RACHEL BEITARIE: Well, they were opposition before, just not the leaders of the opposition. I don’t think it will mean that much. It will definitely create some conflict if they have to be given a security brief as the law demands, and we’ll have to see what happens there. Because it’s very likely that there will be an attempt to prevent this, and then we will have a very interesting discussion.
MARC STEINER: Final thought, Lia, before we have to end on that?
LIA TARACHANSKY: I think the last thing I wanted to say about the message is that, unlike in previous elections where Netanyahu has been throwing little tricks right before election day to garner votes, mostly by saying really insane very racist things, this time what I noticed is that he kept saying in the media that he is the true friend of Trump, Putin, and Saudi Arabia. And that’s a very interesting turn, because the Israeli press does not really cover foreign affairs. And so, being a friend of Putin or being a friend of Saudi Arabia doesn’t mean that much to the Israeli public that knows very little about the geopolitical context inside of which Israel operates and the hegemony that it claims in the Middle East.
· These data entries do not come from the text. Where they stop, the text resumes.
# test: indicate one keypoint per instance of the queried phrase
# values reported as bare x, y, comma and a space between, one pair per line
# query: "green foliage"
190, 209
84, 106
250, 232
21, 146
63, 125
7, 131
But what the Israeli public does hear when he says that is that he is equating himself to basically being a world leader on the class of inferior leadership such as Russia’s, the United States, and Saudi Arabia’s. So that I think really reaffirms that Netanyahu… And whether he is able to be deposed in the coming days is really going to be the determining factor in what happens with these elections.
MARC STEINER: This has been a fascinating discussion; I think very enlightening as well. Lia Tarachansky, always a pleasure to talk with you and hear your thoughts and ideas. And Rachel Beitarie, it was wonderful having you in the studio. And look for our conversation with her coming up in the next week about her organization and the work they are doing around the Nakba. And we’ll continue to cover what’s happening in these Israeli elections as they unfold, and of course what’s happening with Israel and Palestinians. Thank you all for joining us. Let us know what you think. I’m Marc Steiner here for The Real News. Take care.